How much does the 2026 ABR Neuroradiology CAQ cost?

The 2026 ABR Neuroradiology CAQ examination fee is approximately $1,950. Cancellation and refund policies follow the ABR schedule with decreasing refunds as the exam date approaches. Candidates who fail may retake the exam in a subsequent administration within the eligibility window, subject to full re-registration and fee payment. Continuing Certification (OLA) participation has separate annual fees for maintaining the subspecialty designation.

When is the 2026 exam administered?

The ABR Neuroradiology CAQ is typically offered once per year in a defined testing window. Applications open earlier in the year with a submission deadline prior to the testing window. After application approval, candidates schedule specific Pearson VUE appointments. Exact 2026 dates should be confirmed on the ABR Neuroradiology subspecialty page.
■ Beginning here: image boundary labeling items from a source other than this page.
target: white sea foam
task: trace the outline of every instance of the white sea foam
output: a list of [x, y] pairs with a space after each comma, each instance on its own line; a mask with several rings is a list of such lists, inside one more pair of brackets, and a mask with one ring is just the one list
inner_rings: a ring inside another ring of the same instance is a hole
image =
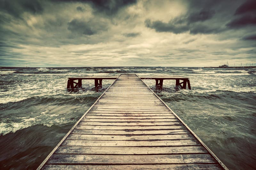
[[213, 71], [195, 71], [195, 73], [206, 73], [207, 74], [214, 74], [215, 73], [215, 72]]
[[0, 71], [0, 74], [8, 74], [9, 73], [14, 73], [16, 71]]
[[221, 71], [222, 72], [241, 72], [241, 73], [248, 73], [248, 71], [244, 70], [218, 70], [218, 71]]
[[203, 71], [203, 69], [197, 69], [196, 70], [192, 70], [194, 71]]
[[[31, 115], [33, 114], [31, 113]], [[4, 135], [9, 133], [14, 133], [19, 130], [38, 124], [50, 127], [54, 124], [65, 124], [71, 121], [65, 117], [56, 117], [59, 116], [55, 114], [43, 114], [35, 117], [18, 117], [18, 120], [20, 120], [10, 122], [10, 120], [7, 121], [3, 119], [0, 122], [0, 135]]]

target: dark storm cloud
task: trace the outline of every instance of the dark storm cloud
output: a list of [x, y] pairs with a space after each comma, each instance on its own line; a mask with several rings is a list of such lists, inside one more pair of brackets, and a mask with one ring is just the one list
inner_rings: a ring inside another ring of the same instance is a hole
[[244, 40], [253, 40], [256, 41], [256, 35], [252, 35], [245, 37], [243, 38]]
[[242, 4], [234, 15], [235, 18], [227, 25], [230, 28], [256, 26], [256, 1], [249, 0]]
[[84, 20], [74, 19], [68, 23], [68, 29], [72, 32], [91, 35], [99, 31], [108, 29], [107, 24], [103, 22], [90, 20], [86, 22]]
[[209, 19], [215, 14], [214, 10], [202, 10], [199, 12], [195, 12], [191, 14], [188, 18], [189, 23], [193, 23], [198, 21], [203, 21]]
[[90, 4], [95, 12], [108, 15], [116, 14], [123, 8], [135, 4], [136, 0], [52, 0], [53, 1], [78, 2]]
[[84, 11], [84, 10], [83, 9], [82, 7], [78, 6], [76, 7], [76, 11], [81, 11], [81, 12], [83, 12]]
[[181, 24], [178, 24], [178, 23], [179, 21], [173, 22], [171, 21], [166, 23], [159, 20], [152, 22], [149, 19], [145, 21], [146, 27], [154, 29], [156, 32], [172, 32], [178, 34], [189, 30], [187, 24], [182, 25], [184, 24], [183, 22]]
[[256, 25], [256, 15], [253, 16], [248, 14], [245, 15], [236, 19], [227, 25], [231, 28], [238, 28], [244, 26]]
[[123, 35], [126, 37], [136, 37], [140, 35], [140, 32], [130, 32], [129, 33], [125, 33]]
[[250, 0], [242, 4], [236, 11], [235, 15], [239, 15], [251, 12], [256, 12], [256, 1]]
[[20, 17], [20, 14], [24, 12], [41, 13], [43, 11], [41, 4], [37, 0], [3, 0], [0, 1], [0, 8], [17, 18]]
[[154, 29], [157, 32], [170, 32], [175, 34], [189, 31], [192, 34], [210, 34], [221, 31], [219, 28], [209, 27], [200, 23], [210, 19], [214, 16], [214, 10], [203, 10], [199, 12], [193, 12], [172, 20], [168, 23], [160, 20], [145, 21], [146, 27]]
[[0, 0], [0, 63], [188, 67], [207, 66], [213, 58], [255, 62], [253, 3]]

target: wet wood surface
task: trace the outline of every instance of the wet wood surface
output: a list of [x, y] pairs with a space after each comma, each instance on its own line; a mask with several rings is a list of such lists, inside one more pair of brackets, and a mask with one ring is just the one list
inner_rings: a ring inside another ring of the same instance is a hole
[[121, 74], [38, 169], [222, 169], [175, 115], [136, 75]]

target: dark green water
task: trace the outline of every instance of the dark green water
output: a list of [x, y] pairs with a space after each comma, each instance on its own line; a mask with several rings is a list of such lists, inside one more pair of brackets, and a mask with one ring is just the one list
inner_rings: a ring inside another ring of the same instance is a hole
[[51, 68], [0, 67], [0, 169], [36, 169], [113, 81], [103, 80], [99, 93], [93, 80], [69, 92], [68, 77], [122, 73], [189, 77], [192, 90], [165, 80], [158, 95], [228, 168], [256, 169], [256, 69]]

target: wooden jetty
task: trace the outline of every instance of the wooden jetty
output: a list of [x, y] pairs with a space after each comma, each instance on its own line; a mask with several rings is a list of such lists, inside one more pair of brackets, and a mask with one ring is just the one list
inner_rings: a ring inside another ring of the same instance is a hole
[[[182, 89], [186, 89], [187, 84], [188, 89], [191, 89], [189, 78], [180, 76], [147, 76], [139, 77], [141, 79], [155, 80], [156, 81], [156, 86], [159, 89], [163, 89], [163, 82], [164, 80], [175, 80], [176, 86], [180, 86]], [[116, 76], [77, 76], [68, 78], [67, 89], [73, 89], [82, 86], [82, 80], [94, 79], [94, 85], [96, 90], [102, 87], [102, 81], [106, 79], [116, 79], [117, 78]], [[180, 81], [183, 81], [180, 82]], [[77, 81], [76, 82], [75, 81]]]
[[136, 74], [121, 74], [38, 169], [227, 169]]

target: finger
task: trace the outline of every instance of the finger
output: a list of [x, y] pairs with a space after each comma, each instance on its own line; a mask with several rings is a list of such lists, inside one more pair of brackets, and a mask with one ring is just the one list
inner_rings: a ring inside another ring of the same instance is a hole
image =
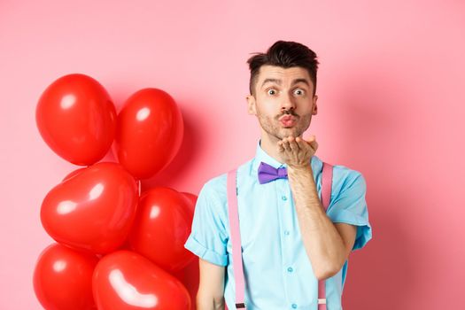
[[299, 136], [296, 138], [296, 143], [298, 144], [300, 150], [306, 150], [308, 148], [308, 143]]
[[296, 143], [293, 136], [289, 137], [289, 146], [291, 147], [291, 151], [298, 151], [299, 147], [298, 144]]
[[314, 151], [316, 151], [318, 149], [318, 143], [316, 141], [312, 142], [311, 145]]
[[289, 141], [286, 138], [283, 139], [283, 146], [286, 151], [291, 151], [291, 147], [289, 146]]
[[284, 147], [283, 146], [283, 141], [278, 141], [278, 151], [284, 151]]

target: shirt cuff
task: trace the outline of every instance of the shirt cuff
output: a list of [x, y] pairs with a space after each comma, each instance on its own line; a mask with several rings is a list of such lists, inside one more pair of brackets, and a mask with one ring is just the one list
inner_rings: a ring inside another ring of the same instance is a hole
[[357, 226], [357, 236], [352, 252], [361, 249], [373, 237], [371, 225], [363, 217], [345, 210], [339, 210], [337, 214], [329, 216], [334, 223], [347, 223]]
[[192, 236], [189, 236], [189, 238], [187, 239], [186, 243], [184, 244], [184, 248], [188, 249], [199, 258], [207, 260], [213, 264], [223, 267], [228, 265], [228, 255], [219, 254], [214, 251], [205, 248]]

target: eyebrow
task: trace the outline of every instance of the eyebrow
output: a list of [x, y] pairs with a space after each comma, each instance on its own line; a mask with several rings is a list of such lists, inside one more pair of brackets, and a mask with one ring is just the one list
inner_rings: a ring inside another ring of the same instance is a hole
[[[263, 82], [261, 83], [261, 87], [263, 87], [263, 85], [265, 85], [267, 82], [274, 82], [274, 83], [276, 83], [278, 85], [281, 85], [281, 80], [279, 80], [279, 79], [265, 79], [263, 81]], [[303, 82], [303, 83], [305, 83], [305, 84], [306, 84], [307, 86], [310, 87], [310, 84], [308, 84], [308, 81], [306, 81], [306, 79], [295, 79], [294, 81], [292, 81], [292, 84], [291, 85], [295, 85], [295, 84], [299, 83], [299, 82]]]

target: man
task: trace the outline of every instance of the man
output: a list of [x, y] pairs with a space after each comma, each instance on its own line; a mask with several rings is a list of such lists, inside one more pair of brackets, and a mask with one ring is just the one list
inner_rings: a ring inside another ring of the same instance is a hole
[[[362, 174], [333, 167], [327, 212], [320, 201], [322, 161], [313, 136], [317, 113], [315, 53], [278, 41], [252, 56], [249, 114], [261, 128], [256, 155], [237, 168], [237, 204], [248, 310], [317, 309], [318, 281], [326, 280], [328, 310], [342, 309], [348, 256], [372, 237]], [[287, 178], [261, 183], [261, 162], [285, 167]], [[227, 174], [200, 190], [184, 246], [199, 257], [198, 310], [235, 306], [228, 218]]]

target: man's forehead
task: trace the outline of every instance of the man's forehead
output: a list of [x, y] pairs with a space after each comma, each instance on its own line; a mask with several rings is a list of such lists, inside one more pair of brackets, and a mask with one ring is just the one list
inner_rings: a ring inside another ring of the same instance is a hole
[[259, 71], [259, 82], [266, 79], [272, 79], [279, 81], [305, 79], [311, 82], [310, 75], [306, 68], [301, 66], [291, 66], [290, 68], [283, 68], [277, 66], [265, 65], [260, 66]]

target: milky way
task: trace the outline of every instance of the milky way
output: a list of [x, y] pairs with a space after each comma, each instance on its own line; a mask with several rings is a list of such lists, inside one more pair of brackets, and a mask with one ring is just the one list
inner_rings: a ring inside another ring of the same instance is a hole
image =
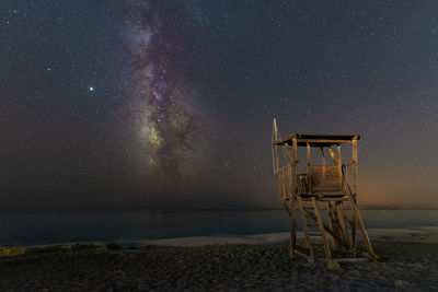
[[203, 117], [191, 78], [191, 20], [180, 1], [130, 1], [128, 75], [145, 178], [184, 182], [203, 154]]

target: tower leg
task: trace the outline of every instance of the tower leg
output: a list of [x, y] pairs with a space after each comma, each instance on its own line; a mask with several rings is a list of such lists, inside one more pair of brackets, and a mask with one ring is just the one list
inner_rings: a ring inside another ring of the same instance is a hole
[[295, 245], [297, 243], [296, 232], [297, 232], [297, 222], [296, 222], [296, 209], [295, 209], [295, 198], [290, 198], [290, 245], [289, 245], [289, 257], [293, 257], [295, 254]]

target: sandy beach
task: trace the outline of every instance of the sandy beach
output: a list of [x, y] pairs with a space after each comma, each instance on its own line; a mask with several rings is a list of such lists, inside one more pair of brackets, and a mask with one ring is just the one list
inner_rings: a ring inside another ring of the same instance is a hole
[[[437, 291], [438, 229], [369, 230], [377, 264], [330, 270], [288, 257], [288, 233], [132, 244], [27, 247], [0, 257], [2, 291], [328, 290]], [[323, 257], [322, 250], [318, 255]], [[336, 257], [336, 255], [335, 255]]]

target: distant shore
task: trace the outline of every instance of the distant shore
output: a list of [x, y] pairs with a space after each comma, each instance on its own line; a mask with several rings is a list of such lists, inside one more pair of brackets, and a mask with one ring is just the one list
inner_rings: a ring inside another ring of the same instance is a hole
[[379, 256], [326, 268], [288, 257], [288, 233], [27, 247], [0, 257], [3, 290], [438, 290], [438, 227], [370, 229]]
How is the CAQ exam scored?

The ABR uses a criterion-referenced scaled scoring system with a passing standard set by subject-matter experts. Candidate pass/fail results depend on performance relative to the fixed cut-score rather than relative to other test-takers. Score reports include subdomain performance to guide future learning needs and Continuing Certification (OLA) module selection. Results are typically released several weeks after the testing window closes.

What are the highest-yield topics?

Highest-yield topics include: acute stroke imaging (hyperdense MCA, insular ribbon, ASPECTS, CT perfusion core/penumbra mismatch, DWI/FLAIR mismatch, thrombectomy trials DAWN/DEFUSE-3/RESCUE-Japan LIMIT); WHO 2021 CNS tumor molecular classification (IDH, 1p/19q, MGMT, H3 K27M); McDonald 2017 MS criteria (dissemination in space and time, Dawson fingers, T1 black holes); CP angle mass differential (vestibular schwannoma vs meningioma vs epidermoid vs arachnoid cyst using DWI and T2); pediatric posterior fossa tumors (medulloblastoma, pilocytic, ependymoma, brainstem glioma); normal myelination milestones; neurocutaneous syndromes (NF1, NF2, TS, Sturge-Weber); MR spectroscopy patterns; and gadolinium/MR safety.

How should I study for the ABR Neuroradiology CAQ?

Use a structured 12-month plan during your fellowship year. Map to the ABR Neuroradiology CAQ outline: lead with stroke and cerebrovascular imaging, then CNS tumors and spine, then head and neck, pediatric neuroimaging, infections, demyelinating disease, and advanced MR techniques. Core resources include Osborn's Brain, Osborn's Head and Neck Imaging, Barkovich Pediatric Neuroimaging, the ASNR Core Curriculum, RSNA Case of the Day, NeuroMarks, and the ASNR Annual Meeting refresher courses. Drill high-volume MCQs with timed sets, review imaging cases daily, and complete 2-3 full-length timed mock exams.